Last Best Hiding Place


CREDITS

GUP Author

GUP TEAM



Title

Last Best Hiding Place

Publisher

kehrerverlag.com

Format

Hardback / 297 x 235 mm / 65 pages

Price

€39,90

In his photobook Last Best Hiding Place, English photographer Tim Richmond (1959) reveals a hopeful story told through a landscape of filmic references of the American West. He photographed the project over seven years, traveling thousands of miles every year throughout the states of Wyoming, Montana, Utah and South Dakota. With a wide range of 65 color photographs, Richmond gives the reader insight into his perspective on the contemporary American West; the rough and desolated environment that goes along with the hope and underlying tenderness of its residents.

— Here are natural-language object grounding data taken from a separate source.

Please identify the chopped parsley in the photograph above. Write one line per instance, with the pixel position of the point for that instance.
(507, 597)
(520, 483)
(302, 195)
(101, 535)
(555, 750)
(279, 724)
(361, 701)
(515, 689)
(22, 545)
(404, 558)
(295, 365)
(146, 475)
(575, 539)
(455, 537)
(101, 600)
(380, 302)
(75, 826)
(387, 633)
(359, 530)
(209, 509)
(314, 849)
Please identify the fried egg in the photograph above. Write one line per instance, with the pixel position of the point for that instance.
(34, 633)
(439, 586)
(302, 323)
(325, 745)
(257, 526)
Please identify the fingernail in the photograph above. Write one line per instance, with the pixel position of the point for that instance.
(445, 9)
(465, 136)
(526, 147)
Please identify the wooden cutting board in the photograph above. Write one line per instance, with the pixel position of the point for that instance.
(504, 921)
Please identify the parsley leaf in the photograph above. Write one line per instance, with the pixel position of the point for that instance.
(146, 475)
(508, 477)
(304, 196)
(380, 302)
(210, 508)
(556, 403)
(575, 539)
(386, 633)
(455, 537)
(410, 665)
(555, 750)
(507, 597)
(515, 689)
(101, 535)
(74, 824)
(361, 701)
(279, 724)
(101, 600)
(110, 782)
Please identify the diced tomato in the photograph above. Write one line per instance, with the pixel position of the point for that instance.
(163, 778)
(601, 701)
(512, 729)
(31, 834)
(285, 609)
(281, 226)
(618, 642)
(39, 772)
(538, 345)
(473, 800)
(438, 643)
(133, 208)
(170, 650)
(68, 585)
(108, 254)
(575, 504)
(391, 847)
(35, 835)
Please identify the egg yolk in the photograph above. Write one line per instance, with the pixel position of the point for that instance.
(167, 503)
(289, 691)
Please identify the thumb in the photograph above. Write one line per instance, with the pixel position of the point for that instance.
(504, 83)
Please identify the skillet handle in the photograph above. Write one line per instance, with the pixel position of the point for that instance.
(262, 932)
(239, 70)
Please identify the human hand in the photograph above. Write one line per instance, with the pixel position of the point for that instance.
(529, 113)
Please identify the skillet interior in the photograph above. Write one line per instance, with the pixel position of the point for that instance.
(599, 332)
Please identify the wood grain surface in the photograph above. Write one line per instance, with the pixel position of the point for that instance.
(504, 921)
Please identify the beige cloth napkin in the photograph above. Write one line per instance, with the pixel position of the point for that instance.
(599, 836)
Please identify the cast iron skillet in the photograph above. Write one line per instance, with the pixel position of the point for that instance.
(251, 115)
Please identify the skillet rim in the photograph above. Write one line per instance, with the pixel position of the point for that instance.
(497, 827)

Named after a Montanan expression meaning ‘living under the radar’, Richmond’s book show Western towns that are slowly deflating; the storefronts are permanently for rent and the local bar invites dust as it if were a paying customer. The despair in the faces of those in Richmond’s photographs hint at a somewhat hurt, tenderness. His images show men who look like cowboys and a few women that are somewhat rough around the edges. In one image, a strong-bodied woman wears loose, black clothing not typically associated with femininity, and she has tied back her coarse, black hair. Between her unrefined and coarse fingers she holds a cigarette. Even though Richmond shows some human characters within these Western settings, his images are mostly filled with empty roads and seemingly deserted and decayed towns. Despite this lost setting, the soft radiance, natural colors and the large amount of white space surrounding the images reflects the hope and promises of the residents in Richmond’s photographs.

Within these documentary images hides a rustic romanticism, the likes of which is difficult to imagine the American West without. Myth plays a major part in the constructed notion of the American West, and therefore, it’s a place that works well as a big canvas where we can project our own ideas, as a reflection of our own perspectives. The book’s layout even encourages this act of projection: each photograph is printed on the right-hand side of the spread, while the descriptions printed on the left page tell us the location portrayed in the image, however, without revealing any further details, readers have the opportunity to project meaning and stories onto the photographs.

With Last Best Hiding Place, the photographer captures the underlying beauty of the mythical West. His book is a poignant book for those who seem to connect with the feeling of hope and absence that the people and environment of the American West tend to bear.